Final Step: Intermediate A+Intermediate B

5-[[2-[2-Fluoro-5-hydroxy-4-(2-hydroxy-1,1-dimethyl-ethyl)phenyl]acetyl]amino]-N-[1-(trifluoromethyl)cyclopropyl]thiophene-2-carboxamide

[0463] To a solution of 5-amino-N-[1-(trifluoromethyl)cyclopropyl]thiophene-2-carboxamide (Intermediate B) (80%, 134 mg, 0.43 mmol) and 2-(5-fluoro-3,3-dimethyl-2-oxo-benzofuran-6-yl)acetic acid (Intermediate A) (98%, 114 mg, 0.47 mmol) in DMF (3 mL) was added DIPEA (149 μL, 0.85 mmol) followed by 50% T3P® solution in EtOAc (0.38 mL, 0.64 mmol) and the reaction mixture was stirred at room temperature for 30 min. The resulting mixture was diluted with EtOAc (15 mL) and water (15 mL) and the phases were separated. The organic portion was washed with water (15 mL), brine (15 mL), dried over Na.sub.2SO.sub.4 and concentrated in vacuo to give the crude intermediate as a yellow/orange oil. The oil was dissolved in THF (3 mL) and cooled to −78° C. 4M LiBH4 in THF (107 μL, 0.43 mmol) was added dropwise and the resulting mixture was allowed to warm to room temperature, stirring for 1 h. The mixture was cooled to 0° C. and the reaction was quenched by the dropwise addition of 1M HCl (5 mL). The resulting mixture was diluted with EtOAc (20 mL) and water (15 mL) and the phases were separated. The aqueous portion was further extracted with EtOAc (20 mL) and the combined organic extracts were dried over Na.sub.2SO.sub.4 and concentrated in vacuo. Purification of the crude material by preparative HPLC (acidic pH, early elution method) afforded the title compound as a white solid.

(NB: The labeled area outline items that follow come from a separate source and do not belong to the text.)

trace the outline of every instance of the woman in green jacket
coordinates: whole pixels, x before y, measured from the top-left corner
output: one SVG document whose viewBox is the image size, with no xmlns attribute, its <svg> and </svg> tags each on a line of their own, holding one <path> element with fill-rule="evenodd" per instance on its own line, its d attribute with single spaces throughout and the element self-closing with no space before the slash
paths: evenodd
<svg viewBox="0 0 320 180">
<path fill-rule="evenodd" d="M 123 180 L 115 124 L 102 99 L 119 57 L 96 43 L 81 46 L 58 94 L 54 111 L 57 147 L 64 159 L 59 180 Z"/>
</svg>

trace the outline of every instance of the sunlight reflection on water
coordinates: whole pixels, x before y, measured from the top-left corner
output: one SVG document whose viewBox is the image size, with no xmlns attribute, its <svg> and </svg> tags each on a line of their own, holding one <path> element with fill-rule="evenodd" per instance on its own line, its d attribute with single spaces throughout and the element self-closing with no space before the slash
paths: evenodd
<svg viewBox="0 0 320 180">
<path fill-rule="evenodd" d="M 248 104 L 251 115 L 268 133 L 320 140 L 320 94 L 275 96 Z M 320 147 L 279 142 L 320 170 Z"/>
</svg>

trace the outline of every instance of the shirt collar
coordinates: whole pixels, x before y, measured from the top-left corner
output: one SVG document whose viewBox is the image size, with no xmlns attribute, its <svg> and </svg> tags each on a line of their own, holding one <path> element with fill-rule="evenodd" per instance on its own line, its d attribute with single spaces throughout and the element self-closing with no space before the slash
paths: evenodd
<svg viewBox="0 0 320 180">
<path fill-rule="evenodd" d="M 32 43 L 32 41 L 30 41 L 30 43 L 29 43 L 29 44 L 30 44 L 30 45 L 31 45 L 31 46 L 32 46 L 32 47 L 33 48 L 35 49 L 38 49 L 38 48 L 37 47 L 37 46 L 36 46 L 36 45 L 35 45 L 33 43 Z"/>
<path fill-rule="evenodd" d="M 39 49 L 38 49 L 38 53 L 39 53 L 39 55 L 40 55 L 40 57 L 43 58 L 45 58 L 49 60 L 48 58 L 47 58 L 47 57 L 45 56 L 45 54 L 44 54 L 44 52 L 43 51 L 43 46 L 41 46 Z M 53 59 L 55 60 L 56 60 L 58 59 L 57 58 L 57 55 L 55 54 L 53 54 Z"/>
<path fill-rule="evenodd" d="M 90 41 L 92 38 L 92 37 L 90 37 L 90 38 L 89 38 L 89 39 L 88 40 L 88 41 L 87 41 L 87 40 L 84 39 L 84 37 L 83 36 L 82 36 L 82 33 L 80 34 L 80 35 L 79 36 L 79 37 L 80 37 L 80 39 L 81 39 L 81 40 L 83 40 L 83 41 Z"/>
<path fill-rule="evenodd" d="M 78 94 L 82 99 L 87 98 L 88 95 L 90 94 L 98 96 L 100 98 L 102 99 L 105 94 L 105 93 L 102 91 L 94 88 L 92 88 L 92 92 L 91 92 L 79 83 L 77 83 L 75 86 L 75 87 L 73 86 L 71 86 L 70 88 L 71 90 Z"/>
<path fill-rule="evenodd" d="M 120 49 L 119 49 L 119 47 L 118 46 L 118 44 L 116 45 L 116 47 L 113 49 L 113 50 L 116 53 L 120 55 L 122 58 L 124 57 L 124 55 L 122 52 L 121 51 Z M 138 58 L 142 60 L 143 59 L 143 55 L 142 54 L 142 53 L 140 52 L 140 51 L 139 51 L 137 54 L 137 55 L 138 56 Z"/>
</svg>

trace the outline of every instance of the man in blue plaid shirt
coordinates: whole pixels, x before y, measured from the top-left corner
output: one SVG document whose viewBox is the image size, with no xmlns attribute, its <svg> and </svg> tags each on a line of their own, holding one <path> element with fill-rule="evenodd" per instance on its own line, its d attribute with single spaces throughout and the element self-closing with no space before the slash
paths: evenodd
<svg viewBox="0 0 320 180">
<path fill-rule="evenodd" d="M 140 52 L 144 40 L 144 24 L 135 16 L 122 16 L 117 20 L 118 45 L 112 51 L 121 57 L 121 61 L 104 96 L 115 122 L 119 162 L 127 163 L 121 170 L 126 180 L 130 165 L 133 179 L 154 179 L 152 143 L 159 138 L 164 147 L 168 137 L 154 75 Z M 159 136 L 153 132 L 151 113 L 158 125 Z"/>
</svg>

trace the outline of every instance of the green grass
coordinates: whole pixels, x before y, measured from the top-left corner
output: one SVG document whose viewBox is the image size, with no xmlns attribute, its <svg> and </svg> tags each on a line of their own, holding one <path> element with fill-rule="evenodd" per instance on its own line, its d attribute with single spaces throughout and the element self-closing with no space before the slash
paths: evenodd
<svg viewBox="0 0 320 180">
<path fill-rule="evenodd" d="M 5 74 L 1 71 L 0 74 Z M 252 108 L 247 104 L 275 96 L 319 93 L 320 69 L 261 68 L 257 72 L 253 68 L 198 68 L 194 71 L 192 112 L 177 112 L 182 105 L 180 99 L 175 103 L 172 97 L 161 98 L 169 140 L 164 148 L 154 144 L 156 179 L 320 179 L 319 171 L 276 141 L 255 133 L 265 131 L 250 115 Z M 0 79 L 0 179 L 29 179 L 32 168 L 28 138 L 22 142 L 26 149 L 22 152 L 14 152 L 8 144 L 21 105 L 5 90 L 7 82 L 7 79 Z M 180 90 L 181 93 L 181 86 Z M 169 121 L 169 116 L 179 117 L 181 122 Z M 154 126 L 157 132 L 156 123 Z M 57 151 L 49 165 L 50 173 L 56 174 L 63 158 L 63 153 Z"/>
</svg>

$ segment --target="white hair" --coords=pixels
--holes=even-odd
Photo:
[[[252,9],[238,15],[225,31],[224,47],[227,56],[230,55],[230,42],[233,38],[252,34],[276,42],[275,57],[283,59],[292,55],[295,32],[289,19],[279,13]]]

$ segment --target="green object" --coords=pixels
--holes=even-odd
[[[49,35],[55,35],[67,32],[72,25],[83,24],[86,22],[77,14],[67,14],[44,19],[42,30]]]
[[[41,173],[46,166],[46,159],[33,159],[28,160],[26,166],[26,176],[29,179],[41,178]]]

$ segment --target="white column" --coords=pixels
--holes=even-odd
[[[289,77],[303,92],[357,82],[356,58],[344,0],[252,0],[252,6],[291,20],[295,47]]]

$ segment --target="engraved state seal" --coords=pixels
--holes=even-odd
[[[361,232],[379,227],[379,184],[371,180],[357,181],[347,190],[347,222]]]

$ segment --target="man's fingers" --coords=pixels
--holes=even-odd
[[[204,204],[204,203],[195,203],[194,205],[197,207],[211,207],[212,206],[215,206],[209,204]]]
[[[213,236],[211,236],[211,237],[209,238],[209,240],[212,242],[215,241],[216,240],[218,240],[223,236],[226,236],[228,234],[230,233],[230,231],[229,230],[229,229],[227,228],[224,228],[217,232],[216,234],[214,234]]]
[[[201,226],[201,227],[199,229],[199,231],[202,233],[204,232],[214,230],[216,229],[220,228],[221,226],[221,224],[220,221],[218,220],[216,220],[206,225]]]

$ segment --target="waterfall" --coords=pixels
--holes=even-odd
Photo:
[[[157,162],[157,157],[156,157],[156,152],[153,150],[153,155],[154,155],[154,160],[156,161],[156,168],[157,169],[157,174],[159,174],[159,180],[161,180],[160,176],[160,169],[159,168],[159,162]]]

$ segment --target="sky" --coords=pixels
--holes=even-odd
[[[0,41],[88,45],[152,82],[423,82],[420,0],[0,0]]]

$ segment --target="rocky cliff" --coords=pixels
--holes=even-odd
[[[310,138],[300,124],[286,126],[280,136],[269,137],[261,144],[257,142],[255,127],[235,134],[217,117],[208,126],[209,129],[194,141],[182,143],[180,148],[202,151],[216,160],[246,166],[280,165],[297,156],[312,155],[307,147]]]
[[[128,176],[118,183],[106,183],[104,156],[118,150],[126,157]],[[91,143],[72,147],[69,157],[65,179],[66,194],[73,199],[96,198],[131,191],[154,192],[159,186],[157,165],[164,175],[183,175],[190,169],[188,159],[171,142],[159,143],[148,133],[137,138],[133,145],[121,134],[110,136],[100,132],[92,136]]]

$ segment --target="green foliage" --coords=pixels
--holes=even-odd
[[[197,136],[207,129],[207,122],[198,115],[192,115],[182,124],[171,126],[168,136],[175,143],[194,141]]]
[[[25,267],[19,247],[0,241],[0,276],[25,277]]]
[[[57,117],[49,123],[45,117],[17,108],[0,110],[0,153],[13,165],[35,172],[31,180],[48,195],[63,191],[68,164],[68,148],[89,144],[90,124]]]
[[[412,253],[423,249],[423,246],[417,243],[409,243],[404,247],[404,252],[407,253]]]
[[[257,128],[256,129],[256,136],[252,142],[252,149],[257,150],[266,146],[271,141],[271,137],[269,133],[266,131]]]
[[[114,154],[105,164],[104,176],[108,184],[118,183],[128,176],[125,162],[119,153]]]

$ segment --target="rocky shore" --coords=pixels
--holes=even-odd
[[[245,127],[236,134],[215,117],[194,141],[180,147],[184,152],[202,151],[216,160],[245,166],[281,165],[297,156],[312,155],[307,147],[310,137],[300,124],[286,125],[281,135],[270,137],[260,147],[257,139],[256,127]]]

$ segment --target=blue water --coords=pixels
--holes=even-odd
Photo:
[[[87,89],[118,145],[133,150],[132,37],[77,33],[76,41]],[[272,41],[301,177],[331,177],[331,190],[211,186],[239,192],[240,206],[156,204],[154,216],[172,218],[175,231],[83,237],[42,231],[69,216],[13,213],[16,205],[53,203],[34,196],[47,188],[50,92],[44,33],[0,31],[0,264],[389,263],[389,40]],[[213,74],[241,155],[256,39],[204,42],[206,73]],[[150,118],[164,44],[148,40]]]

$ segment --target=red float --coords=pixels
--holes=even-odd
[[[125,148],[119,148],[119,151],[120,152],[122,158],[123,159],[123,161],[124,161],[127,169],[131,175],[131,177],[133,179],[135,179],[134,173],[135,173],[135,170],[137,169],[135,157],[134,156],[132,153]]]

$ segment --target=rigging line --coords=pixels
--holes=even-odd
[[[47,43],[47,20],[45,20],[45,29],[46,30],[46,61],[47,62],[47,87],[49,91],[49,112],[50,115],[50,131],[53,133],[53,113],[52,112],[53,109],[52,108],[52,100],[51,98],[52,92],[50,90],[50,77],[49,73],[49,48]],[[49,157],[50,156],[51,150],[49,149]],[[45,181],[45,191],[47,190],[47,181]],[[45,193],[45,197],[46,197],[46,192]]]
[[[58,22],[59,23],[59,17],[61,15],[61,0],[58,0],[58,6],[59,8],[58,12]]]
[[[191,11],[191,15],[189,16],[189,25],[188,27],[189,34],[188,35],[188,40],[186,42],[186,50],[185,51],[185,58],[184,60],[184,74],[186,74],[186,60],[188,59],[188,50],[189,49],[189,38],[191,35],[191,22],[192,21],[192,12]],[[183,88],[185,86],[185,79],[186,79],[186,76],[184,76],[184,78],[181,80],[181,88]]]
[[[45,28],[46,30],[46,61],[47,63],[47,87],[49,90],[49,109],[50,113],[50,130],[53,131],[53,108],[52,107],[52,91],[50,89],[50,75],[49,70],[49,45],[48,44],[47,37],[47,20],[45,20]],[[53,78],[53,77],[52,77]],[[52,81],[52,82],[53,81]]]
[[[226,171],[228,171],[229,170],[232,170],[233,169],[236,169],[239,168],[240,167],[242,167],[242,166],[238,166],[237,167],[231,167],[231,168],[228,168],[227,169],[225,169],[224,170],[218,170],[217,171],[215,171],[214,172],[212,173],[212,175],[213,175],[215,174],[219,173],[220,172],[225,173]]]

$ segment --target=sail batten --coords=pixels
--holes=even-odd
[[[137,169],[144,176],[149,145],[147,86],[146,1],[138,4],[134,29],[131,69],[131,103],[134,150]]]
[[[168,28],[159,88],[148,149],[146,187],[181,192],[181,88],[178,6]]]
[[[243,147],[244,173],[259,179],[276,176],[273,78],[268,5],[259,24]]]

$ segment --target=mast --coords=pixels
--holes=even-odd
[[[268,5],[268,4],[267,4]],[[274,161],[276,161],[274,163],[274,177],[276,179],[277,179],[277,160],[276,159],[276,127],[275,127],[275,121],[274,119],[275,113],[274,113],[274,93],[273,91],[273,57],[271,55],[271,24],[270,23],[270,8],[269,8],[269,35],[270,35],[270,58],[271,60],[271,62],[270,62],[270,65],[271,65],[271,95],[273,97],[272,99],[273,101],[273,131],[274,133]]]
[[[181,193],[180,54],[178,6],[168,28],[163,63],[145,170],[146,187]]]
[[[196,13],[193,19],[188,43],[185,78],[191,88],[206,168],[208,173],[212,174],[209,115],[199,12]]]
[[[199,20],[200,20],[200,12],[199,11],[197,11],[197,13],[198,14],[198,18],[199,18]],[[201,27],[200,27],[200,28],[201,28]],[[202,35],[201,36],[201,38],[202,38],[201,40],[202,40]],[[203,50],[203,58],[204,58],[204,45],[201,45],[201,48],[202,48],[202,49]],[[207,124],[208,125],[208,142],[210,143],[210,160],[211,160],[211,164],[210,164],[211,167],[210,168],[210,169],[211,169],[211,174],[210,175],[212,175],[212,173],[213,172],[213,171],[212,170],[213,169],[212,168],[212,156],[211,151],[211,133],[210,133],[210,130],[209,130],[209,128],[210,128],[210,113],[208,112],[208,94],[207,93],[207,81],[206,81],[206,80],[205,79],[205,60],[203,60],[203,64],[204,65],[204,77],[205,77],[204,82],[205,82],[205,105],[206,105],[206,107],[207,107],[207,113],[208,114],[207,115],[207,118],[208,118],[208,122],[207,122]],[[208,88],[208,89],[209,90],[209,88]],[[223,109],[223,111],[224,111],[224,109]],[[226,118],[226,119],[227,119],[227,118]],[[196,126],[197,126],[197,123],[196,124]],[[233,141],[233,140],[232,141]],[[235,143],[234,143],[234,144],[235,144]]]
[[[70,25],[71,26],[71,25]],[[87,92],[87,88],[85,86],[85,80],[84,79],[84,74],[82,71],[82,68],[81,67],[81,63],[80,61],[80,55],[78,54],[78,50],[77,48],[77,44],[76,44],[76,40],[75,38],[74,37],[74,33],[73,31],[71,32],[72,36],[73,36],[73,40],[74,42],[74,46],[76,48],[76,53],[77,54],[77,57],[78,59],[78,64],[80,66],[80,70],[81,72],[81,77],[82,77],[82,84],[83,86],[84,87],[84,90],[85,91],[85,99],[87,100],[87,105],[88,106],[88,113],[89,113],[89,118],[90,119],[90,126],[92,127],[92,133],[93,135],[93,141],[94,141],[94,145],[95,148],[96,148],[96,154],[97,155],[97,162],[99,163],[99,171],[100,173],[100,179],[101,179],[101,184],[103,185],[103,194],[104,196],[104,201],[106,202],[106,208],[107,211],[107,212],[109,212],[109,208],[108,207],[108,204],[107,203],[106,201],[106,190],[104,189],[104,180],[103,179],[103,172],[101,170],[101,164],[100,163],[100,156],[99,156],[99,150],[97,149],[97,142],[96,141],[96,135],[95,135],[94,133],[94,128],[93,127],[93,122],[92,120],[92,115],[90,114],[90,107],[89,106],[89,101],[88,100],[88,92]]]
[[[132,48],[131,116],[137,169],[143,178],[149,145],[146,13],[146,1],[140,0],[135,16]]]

[0464] LC-MS (Method A): Rt 2.76 min; MS m/z 475.3=[M+H]+ (100%@215 nm)

[0465] 1H NMR (400 MHz, DMSO-d6) δ 11.65 (s, 1H), 9.38 (s, 1H), 8.95 (s, 1H), 7.61 (d, J=4.2 Hz, 1H), 6.89 (d, J=12.1 Hz, 1H), 6.71 (d, J=7.0 Hz, 1H), 6.65 (d, J=4.2 Hz, 1H), 4.77 (s, 1H), 3.63 (s, 2H), 3.60 (s, 2H), 1.31-1.22 (m, 8H), 1.15-1.08 (m, 2H).

Biological Example

[0466] Automated Whole-Cell Patch Clamp Assay to Detect TMEM16A Activity in Recombinant Cells

[0467] Cell Culture and Preparation

[0468] Fisher rat thyroid (FRT) cells stably expressing human TMEM16A (TMEM16Aabc variant; Dr Luis Galietta, Insituto Giannina, Italy) were cultured in T-75 flasks in Hams F-12 media with Coon's modification (Sigma) supplemented with 10% (v/v) foetal bovine serum, penicillin-streptomycin (10,000 U/mL/10000 μg/mL), G-418 (750 μg/mL), L-glutamine (2 mM) and sodium bicarbonate solution (7.5% v/v). At ˜90% confluence cells were harvested for experiments by detachment with a 2:1 (v/v) mixture of Detachin (BMS Biotechnology) and 0.25% (w/v) trypsin-EDTA. Cells were diluted to a density of 3.5-4.5×10.sup.6 cells/mL with media consisting of CHO—S-SFM II (Sigma), 25 mM HEPES (Sigma) and Soy bean trypsin inhibitor (Sigma).

[0469] Whole-Cell Patch Clamp Recording

[0470] FRT-TMEM16A cells were whole-cell patch clamped using an automated planar patch clamp system (Qpatch, Sophion). Briefly, once high resistance (GOhm) seals were established between the cells and the planar recording array the patch was ruptured using suction pulses to establish the whole-cell recording configuration of the patch clamp technique. The assay employed the following solutions (all reagents Sigma):

[0471] Intracellular solution (mM): N-methyl-D-glucamine 130, CaCl.sub.2) 18.2, MgCl.sub.2 1, HEPES 10, EGTA 10, BAPTA 20, Mg-ATP 2, pH 7.25, 325mOsm with sucrose.

[0472] Extracellular solution (mM): N-methyl-D-glucamine 130, CaCl.sub.2) 2, MgCl.sub.2 1, HEPES 10, pH 7.3, 320 mOsm with sucrose.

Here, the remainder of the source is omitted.